Haptics: why give machines a sense of touch?
- Haptics refers to anything related to the sense of touch: several studies are now trying to reproduce this sense with “haptic materials”.
- Kostas Danas’ team has developed a material that can measure touch: this technology is called “haptic sensors”.
- Haptics can be very useful in the biomedical sector, such as in surgery or the fitting of prostheses.
- This technology can also help us in everyday life, for example to improve the automatic door system in lifts.
Haptics. The word may sound complex, but the concept is simple: it refers to anything related to the sense of touch. Many research teams around the world are not only trying to understand this sense, but also to reproduce it – much like a camera reproduces sight.
This field of study is not new. “Haptic sensation is a long-standing subject. Researchers have been trying to develop haptic sensors for forty years,” explains Kostas Danas, research director of the solid mechanics laboratory at École Polytechnique (IP Paris) and the CNRS.
What are haptics?
We interact with one type of haptic technology every day: haptic feedback, the feedback given to the user by a vibration that stimulates the sense of touch – like when a phone vibrates as you press a button. Similarly, it is this technology that is used in virtual reality gloves.
While stimulating the sense of touch is common in today’s technology, making haptic material – that is, reproducing this sense – remains a challenge. Since 2015, Kostas Danas and his team have been working on a material with these properties. “It is a new type of very flexible material: we make a composite from a polymer into which we put particles that are magnetisable,” continues the researcher. “In particular, we can use particles that remain permanently magnetised after the application of a magnetic field, which gives a flexible magnet. These particles come from the same type of material as those used in conventional magnets.”
When you touch something, the material distorts, and the magnetic field will change around it.
When the magnetic field is applied, the material will deform. Conversely, when it is deformed after being magnetised, it will act on the magnetic field around it. It is these properties and flexibility that give it its haptic characteristics. “When you touch something, the material will distort, and the magnetic field will change around it. This change will be measurable: we play with the alternating magnetic fields, following the deformation, to measure the touch,” explains Kostas Danas. This type of technology capable of measuring touch is called haptic sensors.
Biomedical use of haptic material
The possible uses of these haptic sensors are diverse. The flexibility of the material created makes it possible to adapt to any form of robot. “Haptic sensors have applications in all areas where there are robots. At present, there are almost no robots that have this sense of touch. Currently, they only see with cameras,” explains Kostas Danas. But adding this sense to robots can have many different uses, such as in the biomedical field, for minimally invasive surgery1.
This type of surgery consists of performing an operation through a small incision and with the video-assistance, either with long instruments or on robots equipped with small cameras. But 2D video limits the possibilities of these robots: giving them an additional sense could greatly increase their capabilities and the amount of information they can return to the surgery. This would make more surgeries eligible for this type of operation, which would be beneficial to medicine, as minimally invasive surgery reduces both the risks involved and the recovery time after surgery.
Another application to be considered in the biomedical field concerns the assessment of tissue elasticity and its tactual exploration. This is usually done today by the surgeon with his or her bare hands and is extremely important for finding arteries and tumours in the body, as well as determining the quality of the patient’s tissue. However, doctors can sometimes miss nodules and small bumps during their inspection. Small robots with highly sensitive haptic capabilities could therefore assist surgeons in this process, to ensure that everything is detected.
In particular, the flexibility of the material created makes it possible to adapt to any form of robot.
Finally, it is the prostheses that could be equipped with haptic sensors.
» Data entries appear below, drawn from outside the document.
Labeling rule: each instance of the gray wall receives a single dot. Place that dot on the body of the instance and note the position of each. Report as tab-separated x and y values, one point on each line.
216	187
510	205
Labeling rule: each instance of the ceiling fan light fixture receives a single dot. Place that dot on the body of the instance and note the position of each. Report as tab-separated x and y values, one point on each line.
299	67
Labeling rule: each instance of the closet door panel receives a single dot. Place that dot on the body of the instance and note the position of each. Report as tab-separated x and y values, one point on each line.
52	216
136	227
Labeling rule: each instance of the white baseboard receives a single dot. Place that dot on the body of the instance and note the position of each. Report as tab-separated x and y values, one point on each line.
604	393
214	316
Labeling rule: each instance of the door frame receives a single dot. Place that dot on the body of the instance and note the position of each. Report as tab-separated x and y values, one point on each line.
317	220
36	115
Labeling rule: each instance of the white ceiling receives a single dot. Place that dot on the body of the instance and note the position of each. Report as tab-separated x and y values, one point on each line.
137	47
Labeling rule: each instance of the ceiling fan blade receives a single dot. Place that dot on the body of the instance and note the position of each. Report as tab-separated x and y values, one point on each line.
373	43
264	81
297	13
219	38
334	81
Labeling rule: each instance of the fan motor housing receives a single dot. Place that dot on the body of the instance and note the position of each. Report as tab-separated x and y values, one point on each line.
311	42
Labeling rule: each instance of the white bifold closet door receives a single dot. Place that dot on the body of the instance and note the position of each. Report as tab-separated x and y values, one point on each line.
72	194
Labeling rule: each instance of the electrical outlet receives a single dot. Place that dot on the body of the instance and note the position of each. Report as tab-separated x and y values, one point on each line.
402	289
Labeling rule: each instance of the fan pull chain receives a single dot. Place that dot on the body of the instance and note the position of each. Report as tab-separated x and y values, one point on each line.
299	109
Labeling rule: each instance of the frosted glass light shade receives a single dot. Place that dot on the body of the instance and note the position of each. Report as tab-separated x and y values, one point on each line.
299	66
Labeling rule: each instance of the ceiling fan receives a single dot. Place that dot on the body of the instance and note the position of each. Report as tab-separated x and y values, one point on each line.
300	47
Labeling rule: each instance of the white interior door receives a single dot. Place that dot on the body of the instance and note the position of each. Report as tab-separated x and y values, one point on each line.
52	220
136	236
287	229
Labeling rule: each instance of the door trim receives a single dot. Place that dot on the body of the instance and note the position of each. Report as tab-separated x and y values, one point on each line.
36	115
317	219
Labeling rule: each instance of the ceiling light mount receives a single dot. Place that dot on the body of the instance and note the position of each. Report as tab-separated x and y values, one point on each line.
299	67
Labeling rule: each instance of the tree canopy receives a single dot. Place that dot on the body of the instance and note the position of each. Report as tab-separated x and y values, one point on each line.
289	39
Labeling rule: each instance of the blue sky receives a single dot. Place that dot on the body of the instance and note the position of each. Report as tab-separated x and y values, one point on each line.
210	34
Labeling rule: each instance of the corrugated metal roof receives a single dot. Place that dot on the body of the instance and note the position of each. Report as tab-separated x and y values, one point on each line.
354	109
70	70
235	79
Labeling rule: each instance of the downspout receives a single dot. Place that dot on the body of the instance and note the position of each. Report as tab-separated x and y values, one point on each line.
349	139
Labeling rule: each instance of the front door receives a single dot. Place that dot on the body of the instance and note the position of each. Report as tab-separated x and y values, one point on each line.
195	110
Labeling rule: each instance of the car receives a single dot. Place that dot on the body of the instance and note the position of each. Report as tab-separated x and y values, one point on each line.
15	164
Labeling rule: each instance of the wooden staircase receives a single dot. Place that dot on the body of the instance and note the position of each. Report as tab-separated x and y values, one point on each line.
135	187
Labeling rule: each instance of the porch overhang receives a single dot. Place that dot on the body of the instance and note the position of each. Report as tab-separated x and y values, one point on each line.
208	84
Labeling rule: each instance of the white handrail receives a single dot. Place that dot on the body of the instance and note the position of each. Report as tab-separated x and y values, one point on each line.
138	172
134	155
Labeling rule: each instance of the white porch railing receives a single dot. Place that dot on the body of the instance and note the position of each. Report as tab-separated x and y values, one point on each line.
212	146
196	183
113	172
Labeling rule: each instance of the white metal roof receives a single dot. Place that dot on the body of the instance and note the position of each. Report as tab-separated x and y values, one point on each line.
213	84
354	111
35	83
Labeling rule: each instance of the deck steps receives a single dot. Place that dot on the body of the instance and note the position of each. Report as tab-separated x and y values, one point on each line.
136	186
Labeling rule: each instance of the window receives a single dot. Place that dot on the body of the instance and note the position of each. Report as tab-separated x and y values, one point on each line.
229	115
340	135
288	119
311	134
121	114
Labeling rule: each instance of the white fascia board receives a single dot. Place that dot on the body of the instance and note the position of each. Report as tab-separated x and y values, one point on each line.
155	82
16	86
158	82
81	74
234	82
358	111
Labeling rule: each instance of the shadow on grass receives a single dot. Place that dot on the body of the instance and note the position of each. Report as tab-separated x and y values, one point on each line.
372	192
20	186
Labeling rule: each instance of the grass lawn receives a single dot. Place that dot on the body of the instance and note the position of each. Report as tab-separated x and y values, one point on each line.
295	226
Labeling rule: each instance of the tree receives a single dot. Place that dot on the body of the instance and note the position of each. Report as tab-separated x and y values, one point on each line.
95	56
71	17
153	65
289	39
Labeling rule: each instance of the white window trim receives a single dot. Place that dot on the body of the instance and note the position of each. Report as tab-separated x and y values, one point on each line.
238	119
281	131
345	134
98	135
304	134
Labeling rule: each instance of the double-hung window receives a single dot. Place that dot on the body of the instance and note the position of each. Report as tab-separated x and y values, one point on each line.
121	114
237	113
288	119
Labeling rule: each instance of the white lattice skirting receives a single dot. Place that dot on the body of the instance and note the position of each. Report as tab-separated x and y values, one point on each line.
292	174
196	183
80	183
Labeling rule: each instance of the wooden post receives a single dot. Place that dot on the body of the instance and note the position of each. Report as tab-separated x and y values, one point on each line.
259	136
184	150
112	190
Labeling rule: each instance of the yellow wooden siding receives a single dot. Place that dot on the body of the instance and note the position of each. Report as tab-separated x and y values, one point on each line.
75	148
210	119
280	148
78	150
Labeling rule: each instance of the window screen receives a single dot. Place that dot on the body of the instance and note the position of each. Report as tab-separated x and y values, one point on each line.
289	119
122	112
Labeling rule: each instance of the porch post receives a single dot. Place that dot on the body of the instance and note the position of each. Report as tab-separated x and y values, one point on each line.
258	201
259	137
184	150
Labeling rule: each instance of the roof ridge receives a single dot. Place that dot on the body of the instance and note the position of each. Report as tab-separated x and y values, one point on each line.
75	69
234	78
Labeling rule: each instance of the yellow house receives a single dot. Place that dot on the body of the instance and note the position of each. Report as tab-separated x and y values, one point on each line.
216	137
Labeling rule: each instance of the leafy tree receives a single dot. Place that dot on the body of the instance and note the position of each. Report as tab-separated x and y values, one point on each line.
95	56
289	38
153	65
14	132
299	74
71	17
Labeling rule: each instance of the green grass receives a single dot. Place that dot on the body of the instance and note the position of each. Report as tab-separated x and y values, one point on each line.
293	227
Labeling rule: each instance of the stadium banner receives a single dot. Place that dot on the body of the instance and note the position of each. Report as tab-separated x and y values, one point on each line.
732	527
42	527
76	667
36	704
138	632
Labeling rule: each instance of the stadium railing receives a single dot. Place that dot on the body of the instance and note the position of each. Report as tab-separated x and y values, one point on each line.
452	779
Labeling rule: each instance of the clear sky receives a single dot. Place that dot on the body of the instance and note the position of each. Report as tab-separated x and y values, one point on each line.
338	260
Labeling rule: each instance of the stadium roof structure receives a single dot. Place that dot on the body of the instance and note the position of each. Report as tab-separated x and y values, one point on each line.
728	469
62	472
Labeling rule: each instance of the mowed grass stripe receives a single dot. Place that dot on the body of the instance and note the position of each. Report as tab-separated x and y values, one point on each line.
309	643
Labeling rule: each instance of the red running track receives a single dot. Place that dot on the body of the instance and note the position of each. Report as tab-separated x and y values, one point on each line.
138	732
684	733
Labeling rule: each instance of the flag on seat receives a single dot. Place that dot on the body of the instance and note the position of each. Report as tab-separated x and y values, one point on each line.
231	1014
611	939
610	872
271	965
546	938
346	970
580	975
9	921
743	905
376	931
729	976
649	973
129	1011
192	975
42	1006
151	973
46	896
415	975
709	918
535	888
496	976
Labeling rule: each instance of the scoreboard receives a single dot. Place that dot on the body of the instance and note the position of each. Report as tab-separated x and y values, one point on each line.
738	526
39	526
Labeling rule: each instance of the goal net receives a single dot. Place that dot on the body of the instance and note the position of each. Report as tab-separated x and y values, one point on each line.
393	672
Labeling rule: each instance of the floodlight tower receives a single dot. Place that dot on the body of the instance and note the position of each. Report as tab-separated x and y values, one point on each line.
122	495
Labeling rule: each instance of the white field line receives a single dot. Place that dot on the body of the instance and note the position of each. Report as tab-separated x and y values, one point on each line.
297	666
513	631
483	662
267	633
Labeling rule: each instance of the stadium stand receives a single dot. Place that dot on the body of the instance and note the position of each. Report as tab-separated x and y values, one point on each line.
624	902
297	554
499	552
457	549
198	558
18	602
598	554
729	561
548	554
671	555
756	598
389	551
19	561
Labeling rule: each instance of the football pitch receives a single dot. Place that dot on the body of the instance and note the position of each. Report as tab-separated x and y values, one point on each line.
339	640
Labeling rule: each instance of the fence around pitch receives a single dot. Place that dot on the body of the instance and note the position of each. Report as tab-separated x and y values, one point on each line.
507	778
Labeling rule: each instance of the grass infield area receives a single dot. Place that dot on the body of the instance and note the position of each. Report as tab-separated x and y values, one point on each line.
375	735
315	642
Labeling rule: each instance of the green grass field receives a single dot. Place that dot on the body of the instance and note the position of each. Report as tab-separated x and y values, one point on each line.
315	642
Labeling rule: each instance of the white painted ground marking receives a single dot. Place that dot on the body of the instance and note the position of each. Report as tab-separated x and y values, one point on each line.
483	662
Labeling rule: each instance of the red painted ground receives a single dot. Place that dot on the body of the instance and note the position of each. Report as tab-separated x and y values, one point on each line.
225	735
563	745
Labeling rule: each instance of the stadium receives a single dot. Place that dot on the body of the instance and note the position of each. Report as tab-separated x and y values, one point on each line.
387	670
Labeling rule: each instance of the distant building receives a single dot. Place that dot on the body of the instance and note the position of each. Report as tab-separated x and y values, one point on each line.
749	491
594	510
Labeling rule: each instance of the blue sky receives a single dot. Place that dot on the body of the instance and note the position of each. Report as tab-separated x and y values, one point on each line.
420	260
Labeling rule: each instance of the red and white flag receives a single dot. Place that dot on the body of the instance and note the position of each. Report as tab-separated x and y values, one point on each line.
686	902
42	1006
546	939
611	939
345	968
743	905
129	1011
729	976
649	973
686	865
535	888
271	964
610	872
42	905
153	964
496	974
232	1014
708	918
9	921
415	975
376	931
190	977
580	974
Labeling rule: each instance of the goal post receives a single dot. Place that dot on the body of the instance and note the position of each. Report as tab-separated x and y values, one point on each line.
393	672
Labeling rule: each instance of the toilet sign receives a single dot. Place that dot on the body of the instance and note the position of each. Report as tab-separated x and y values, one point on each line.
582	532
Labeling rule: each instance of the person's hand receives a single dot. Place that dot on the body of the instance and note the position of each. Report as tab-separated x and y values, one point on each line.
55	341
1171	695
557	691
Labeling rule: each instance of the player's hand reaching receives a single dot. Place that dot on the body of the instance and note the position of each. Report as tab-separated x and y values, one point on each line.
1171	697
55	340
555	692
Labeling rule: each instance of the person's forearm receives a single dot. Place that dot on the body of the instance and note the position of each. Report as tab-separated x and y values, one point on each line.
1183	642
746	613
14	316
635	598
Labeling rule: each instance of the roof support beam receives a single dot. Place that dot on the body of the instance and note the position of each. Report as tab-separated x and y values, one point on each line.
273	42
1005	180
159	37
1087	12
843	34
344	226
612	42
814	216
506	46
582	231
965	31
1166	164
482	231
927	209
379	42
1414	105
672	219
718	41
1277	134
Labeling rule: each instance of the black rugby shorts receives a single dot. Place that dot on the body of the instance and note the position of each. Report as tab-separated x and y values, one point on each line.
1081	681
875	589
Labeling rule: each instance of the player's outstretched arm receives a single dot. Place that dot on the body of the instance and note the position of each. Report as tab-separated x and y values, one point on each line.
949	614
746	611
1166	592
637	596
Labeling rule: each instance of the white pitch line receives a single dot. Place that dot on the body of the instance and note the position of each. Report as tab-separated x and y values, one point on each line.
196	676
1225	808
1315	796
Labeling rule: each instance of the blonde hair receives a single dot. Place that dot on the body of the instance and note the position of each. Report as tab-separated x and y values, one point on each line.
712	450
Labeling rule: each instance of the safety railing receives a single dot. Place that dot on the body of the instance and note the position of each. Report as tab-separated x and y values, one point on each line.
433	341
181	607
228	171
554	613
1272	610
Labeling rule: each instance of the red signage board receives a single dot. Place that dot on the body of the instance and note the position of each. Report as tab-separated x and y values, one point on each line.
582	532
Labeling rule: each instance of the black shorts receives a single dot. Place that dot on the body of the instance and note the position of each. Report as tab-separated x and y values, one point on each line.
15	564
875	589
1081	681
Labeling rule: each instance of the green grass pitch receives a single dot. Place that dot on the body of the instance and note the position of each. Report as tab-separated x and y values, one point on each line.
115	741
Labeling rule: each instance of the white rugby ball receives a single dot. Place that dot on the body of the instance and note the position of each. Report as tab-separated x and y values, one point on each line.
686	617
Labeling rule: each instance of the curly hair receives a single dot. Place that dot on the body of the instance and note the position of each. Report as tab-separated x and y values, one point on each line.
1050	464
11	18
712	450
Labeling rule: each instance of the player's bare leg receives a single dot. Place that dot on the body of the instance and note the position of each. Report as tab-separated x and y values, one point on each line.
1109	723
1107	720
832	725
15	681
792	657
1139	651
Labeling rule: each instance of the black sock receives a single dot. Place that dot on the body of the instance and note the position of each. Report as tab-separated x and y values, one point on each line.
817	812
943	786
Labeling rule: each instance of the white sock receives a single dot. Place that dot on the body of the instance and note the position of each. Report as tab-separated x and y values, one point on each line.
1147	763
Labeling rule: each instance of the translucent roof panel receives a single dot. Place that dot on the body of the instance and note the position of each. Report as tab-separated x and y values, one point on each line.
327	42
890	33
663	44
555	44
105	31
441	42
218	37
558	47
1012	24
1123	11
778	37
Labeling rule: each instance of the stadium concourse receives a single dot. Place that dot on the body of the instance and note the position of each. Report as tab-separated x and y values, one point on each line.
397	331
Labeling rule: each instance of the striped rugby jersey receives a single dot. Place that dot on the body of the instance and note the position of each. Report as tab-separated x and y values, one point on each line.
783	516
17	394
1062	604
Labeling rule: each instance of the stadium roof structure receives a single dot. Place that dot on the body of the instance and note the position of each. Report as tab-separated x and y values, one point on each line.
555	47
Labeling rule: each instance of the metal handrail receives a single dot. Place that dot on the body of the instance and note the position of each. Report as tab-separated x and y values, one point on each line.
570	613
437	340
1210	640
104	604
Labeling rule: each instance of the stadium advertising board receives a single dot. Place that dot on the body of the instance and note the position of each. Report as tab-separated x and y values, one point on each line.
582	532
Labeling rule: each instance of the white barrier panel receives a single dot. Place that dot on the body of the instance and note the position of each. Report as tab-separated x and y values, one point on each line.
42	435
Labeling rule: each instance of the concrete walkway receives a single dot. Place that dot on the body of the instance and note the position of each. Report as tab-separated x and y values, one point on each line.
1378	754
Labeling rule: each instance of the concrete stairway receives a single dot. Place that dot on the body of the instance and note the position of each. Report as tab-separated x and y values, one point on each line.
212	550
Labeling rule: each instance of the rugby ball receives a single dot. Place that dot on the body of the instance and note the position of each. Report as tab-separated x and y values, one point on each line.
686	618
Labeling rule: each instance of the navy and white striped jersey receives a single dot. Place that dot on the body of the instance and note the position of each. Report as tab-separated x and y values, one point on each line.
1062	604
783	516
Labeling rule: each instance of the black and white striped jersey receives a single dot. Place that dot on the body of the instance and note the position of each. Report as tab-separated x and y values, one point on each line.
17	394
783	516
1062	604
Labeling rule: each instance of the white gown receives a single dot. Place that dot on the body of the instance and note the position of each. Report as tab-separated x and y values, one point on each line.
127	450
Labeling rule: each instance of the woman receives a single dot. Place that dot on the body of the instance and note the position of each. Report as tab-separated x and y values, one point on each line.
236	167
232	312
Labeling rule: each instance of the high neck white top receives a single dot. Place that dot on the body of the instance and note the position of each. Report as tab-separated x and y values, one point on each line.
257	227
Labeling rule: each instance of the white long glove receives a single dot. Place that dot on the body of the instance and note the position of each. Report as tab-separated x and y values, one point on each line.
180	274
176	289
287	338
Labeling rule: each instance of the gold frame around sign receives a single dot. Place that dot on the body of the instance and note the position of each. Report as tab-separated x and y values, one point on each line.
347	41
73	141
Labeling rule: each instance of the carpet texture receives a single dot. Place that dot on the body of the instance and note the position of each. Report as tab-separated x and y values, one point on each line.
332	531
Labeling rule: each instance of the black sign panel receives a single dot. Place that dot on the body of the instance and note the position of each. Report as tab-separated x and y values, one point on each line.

A person with a hand amputation could thus have haptic sensors in the fingers of the prosthesis, which would send sensations throughout the hand. In addition, haptic sensors should also be considered to check the fit of the prosthesis when the person performs movements. Indeed, in the long term, with the different movements of daily life, a bad fit of the prosthesis can lead to many problems in the concerned body part.
Haptics and daily habits
Haptic sensors can also be useful in everyday life and enhance existing systems. “Lifts, for example, usually have a motion sensor that prevents the doors from closing. But these sensors are photosensitive, so they stop working if the light is broken,” explains Kostas Danas, “or if they are badly placed, especially in relation to the size of children. One could then imagine haptic sensors that block the door if they sense an obstacle.”
The haptic material therefore has many possible applications as a haptic sensor, but these applications are not limited to it. “There is already a company that uses these materials to create micro-robots that deliver medicines locally to the body. As these materials are accessible with a magnet, they can be guided from the outside. They could be moved through fluids, which are otherwise complicated to pass through.”
However, the main applications of this new material are probably yet to be discovered, as Kostas Danas predicts, “applications are emerging as different people in industry or start-ups become interested.” The researcher was awarded a grant from the European Research Council this year to develop an application path for the haptic material.